News & Documents

Investment Vehicle Manager Market & Portfolio Commentary – September 2019

30.09.2019

In September, there was a partial reversal of some of the price actions we saw in August. The European Central Bank (ECB) and the Federal Reserve (Fed) both loosened monetary policy further in September. The ECB lowered the deposit rate by 10bps with tiering and reintroduced QE at €20bn/month in an open-ended manner, while the Fed cut its benchmark rate by 25bps for the second time in three months. This resulted in a risk-on tone and equities were generally up during the month, with bank equities outperforming.

European Sub Investment Grade Highlights*

  • September leverage issuance was €18.36bn, short of €20.25bn of Last Year (“LY”). Monthly volumes were €9.29bn in loans (€12.10bn LY) and €9.08bn in High Yield (“HY”) (€8.15bn LY).
  • 2019 loan volumes have been 59% acquisition and 40% refinancing, with the balance for general corporate purposes. Euro denominated issuance comprised 93% of the volumes for the month, GBP 6% and 1% others. Deal volume has been 20% France, 15% UK, 14% United States, 12% Spain and 9% Germany.
  • 2019 bond volumes have been 69% refinancing and 14% M&A, with the balance for general corporate purposes. Sources of funding were 50% secured, 49% unsecured, with the balance being subordinated bonds. Composition was 91% Euro, 8% GBP, with the balance being others. YTD issuance has been 57% BB, 30% B and 7% split, with the balance being others. Deal volume has been 18% France, 17% UK, 14% Germany, 9% Netherlands and 7% Italy.
  • TL B new issue spreads in September were E+397bps, in a similar range to what has been seen throughout 2019. Average net leverage was stable at 5.29x, which is 0.26x lower than LY and compares with 5.3-5.8x which we have seen through H1 2019.
  • In the HY space, single B debt issued in the last 3 months priced at 4.82% yield, which compares with 6.61% for Q3 2018 and 6.74% for Q4 2018. For the BB space the YTM on a rolling 3-month basis was 2.88%, c.107bps tighter than the new issue for Q4 2018.

The Credit Suisse Western European Leveraged Loan Index hedged to Euro was up with a return of 0.56% in September, 1.05% in Q3 and 4.19% YTD. This compared to a return of 0.57% in September 2018, 1.45% in Q3 2018 and 2.37% YTD in 2018. On an LTM basis, the Index was up 2.34%.

The Credit Suisse Western European HY Index hedged to Euro was down with a return of -0.04% in September, up 1.33% in Q3 and up 9.08% YTD. In September 2018, the same index was only up 0.05%. On an LTM basis, the Index was up 4.7%.

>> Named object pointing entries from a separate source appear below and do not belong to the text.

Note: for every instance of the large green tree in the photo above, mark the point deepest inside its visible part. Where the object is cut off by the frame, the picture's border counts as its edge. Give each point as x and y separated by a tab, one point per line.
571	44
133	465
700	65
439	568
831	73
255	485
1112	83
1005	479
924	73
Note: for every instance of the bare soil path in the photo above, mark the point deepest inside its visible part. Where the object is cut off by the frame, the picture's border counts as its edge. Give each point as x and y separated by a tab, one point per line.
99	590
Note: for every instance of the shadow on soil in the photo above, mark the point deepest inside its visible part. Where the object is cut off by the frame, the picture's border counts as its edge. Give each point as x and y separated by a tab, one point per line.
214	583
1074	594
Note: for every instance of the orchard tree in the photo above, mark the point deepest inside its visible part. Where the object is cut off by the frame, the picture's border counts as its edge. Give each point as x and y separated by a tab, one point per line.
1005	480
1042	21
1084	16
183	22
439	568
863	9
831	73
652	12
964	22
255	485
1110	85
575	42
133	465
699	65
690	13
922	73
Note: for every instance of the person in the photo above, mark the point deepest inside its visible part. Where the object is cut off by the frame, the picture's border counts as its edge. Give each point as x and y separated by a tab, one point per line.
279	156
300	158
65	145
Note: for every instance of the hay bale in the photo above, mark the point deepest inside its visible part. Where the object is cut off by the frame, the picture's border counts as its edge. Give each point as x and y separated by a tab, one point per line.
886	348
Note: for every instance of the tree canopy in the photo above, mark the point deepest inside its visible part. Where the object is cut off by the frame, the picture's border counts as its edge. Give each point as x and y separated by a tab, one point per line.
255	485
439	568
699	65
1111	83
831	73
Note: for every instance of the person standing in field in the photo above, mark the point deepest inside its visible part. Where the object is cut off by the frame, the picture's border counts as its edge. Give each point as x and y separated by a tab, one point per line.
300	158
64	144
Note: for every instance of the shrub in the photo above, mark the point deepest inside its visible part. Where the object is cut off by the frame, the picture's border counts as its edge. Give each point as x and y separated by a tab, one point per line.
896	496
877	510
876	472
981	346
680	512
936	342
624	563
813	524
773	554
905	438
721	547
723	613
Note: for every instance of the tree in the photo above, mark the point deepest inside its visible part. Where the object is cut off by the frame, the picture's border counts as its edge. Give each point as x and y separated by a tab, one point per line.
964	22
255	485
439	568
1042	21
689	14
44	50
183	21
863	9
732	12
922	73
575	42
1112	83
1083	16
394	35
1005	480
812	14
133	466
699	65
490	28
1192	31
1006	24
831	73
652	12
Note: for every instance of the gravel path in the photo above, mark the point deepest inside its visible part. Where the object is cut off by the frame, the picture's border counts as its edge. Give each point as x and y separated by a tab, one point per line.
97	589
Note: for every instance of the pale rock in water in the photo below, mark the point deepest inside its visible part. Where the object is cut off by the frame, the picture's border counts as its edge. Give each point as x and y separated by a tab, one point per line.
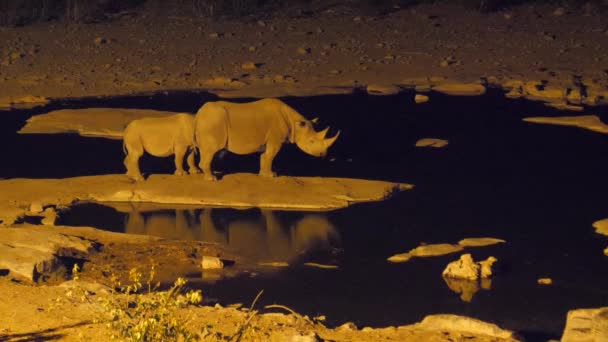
211	263
447	322
601	226
431	142
419	98
463	268
586	325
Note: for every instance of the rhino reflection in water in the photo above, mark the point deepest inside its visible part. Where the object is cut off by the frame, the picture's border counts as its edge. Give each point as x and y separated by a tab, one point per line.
257	235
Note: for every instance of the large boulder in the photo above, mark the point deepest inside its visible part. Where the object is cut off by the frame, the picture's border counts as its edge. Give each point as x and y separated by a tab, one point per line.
586	325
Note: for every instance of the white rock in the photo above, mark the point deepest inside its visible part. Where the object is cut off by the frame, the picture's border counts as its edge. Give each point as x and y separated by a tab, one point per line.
486	267
419	98
426	251
601	226
211	263
446	322
382	89
463	268
431	142
50	216
586	325
479	242
35	207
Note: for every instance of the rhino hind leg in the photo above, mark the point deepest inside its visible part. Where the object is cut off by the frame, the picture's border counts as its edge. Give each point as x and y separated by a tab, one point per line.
266	160
205	164
179	160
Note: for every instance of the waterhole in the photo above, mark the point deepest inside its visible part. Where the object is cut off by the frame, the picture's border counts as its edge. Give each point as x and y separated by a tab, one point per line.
538	187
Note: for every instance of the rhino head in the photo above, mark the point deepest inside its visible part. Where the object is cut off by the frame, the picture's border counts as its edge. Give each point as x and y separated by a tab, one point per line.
310	141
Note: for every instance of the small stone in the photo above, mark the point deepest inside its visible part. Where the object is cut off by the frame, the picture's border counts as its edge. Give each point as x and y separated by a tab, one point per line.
211	263
50	216
347	326
559	12
463	268
16	55
419	98
35	207
249	66
100	40
303	51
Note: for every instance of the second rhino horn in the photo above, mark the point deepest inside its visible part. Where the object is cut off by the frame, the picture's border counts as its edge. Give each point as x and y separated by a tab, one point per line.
323	133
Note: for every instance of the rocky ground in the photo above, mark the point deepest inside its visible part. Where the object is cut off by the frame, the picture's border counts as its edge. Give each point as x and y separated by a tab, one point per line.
317	49
540	51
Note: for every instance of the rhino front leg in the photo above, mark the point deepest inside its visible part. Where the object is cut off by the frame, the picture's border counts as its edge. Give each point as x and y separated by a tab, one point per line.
179	161
192	169
205	164
131	162
266	160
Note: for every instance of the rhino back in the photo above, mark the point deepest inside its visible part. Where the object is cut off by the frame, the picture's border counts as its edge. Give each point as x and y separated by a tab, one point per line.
160	135
252	125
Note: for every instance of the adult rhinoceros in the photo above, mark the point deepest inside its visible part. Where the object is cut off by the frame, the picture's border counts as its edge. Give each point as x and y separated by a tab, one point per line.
259	126
161	137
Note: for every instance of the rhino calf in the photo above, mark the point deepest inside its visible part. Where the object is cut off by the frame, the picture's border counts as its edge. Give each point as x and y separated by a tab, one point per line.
160	137
259	126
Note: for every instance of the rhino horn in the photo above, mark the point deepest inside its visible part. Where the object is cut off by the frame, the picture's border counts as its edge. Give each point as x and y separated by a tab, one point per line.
330	141
323	133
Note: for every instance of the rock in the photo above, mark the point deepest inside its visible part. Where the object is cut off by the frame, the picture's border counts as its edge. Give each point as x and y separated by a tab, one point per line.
322	266
559	12
479	242
303	51
463	268
431	142
460	89
446	322
211	263
274	264
310	337
586	325
601	226
486	267
26	262
380	89
426	251
99	41
249	66
92	288
590	122
419	98
35	208
347	326
50	216
465	287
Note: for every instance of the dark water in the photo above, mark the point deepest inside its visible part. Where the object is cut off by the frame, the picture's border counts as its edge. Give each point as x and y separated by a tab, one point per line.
539	187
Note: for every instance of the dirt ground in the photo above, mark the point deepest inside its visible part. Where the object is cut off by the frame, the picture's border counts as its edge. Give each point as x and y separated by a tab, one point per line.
323	47
335	49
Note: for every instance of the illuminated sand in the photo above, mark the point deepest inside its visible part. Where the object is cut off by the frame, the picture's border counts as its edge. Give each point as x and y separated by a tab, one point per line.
590	122
234	190
97	122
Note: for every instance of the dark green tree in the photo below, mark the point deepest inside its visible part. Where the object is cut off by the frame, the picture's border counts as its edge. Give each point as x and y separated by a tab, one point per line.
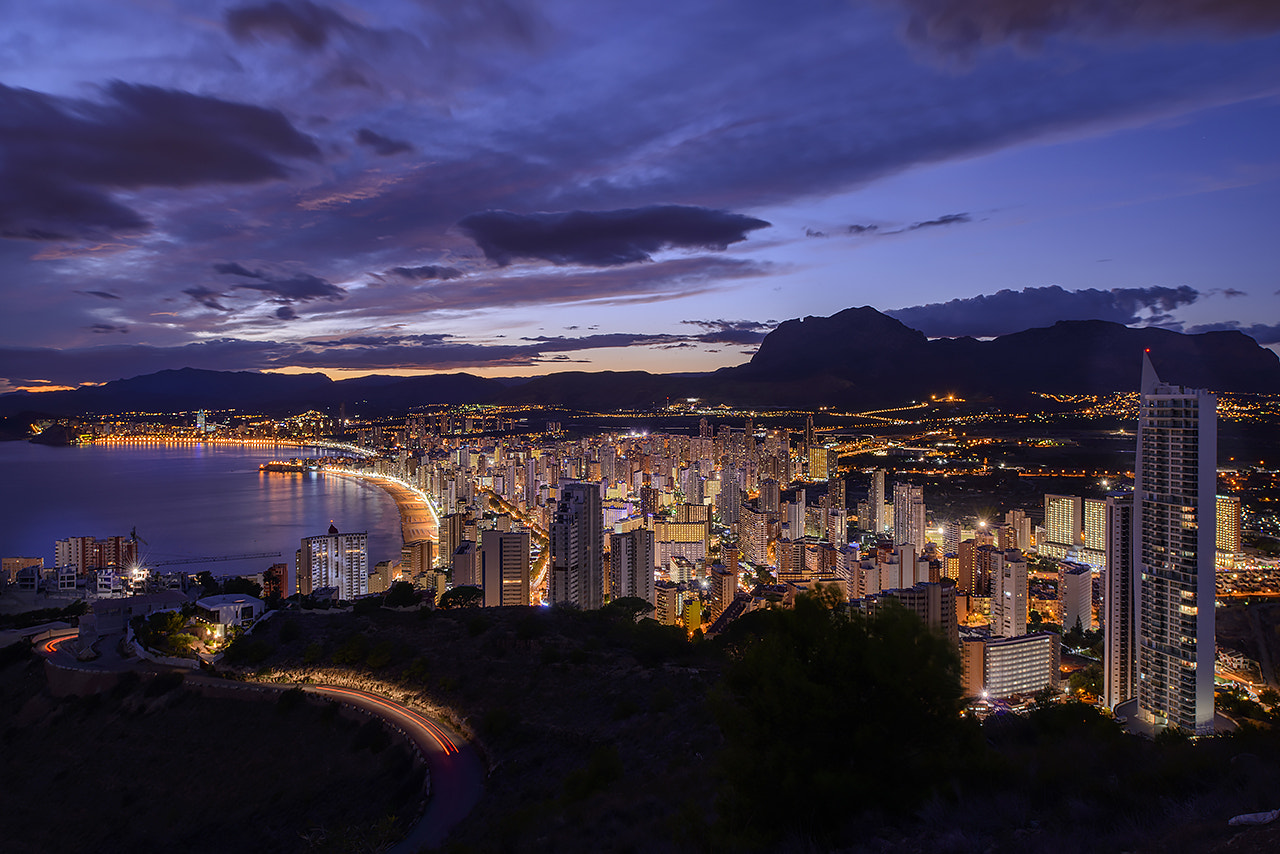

The new issue market came back to life after its summer lull of August. The portfolio continued with the theme of allocating senior secured positions in defensible sectors whist taking advantage of the strength in the broader loan market to rotate out of lower spread, lower rated issuers in sectors exposed to global macro concerns. In addition, secondary activity in the performing segment continued to rotate HY names on relative value positioning given the strong performance post Central Banks' support while also reducing HY GBP exposure in consideration of Brexit volatility.

The credit opportunities portfolio continues to see a strong flow of ideas and initiated a new position into a name which has been followed by the platform for a while. As discussed in previous monthly reports, there have been a number of restructuring processes which have been actively worked on, which are expected to drive performance in the future. Leading into the end of the month, one of these positions exited its balance sheet restructuring with a change of control to the lenders.

As of September close, performing credit (including cash) was at 56.6% of the portfolio with a weighted average price of 100.1, trading at a YTM of 4.8%, delivering 4.5% cash yield to the portfolio. Credit opportunities was at 43.4%, closing the month at a weighted average price of 85.1, trading at a YTM of 8.9%, and delivering 7.2% cash yield to the portfolio.

Floating rate instruments comprised 85.3% of the portfolio. Senior Secured 81.5%. The current yield is 6.4% (gross) with a weighted average market price of the portfolio of 92.8 versus 90.4 as at 31 December 2018. The cash position was at 5.0% compared to 15.3% as of the start of the year.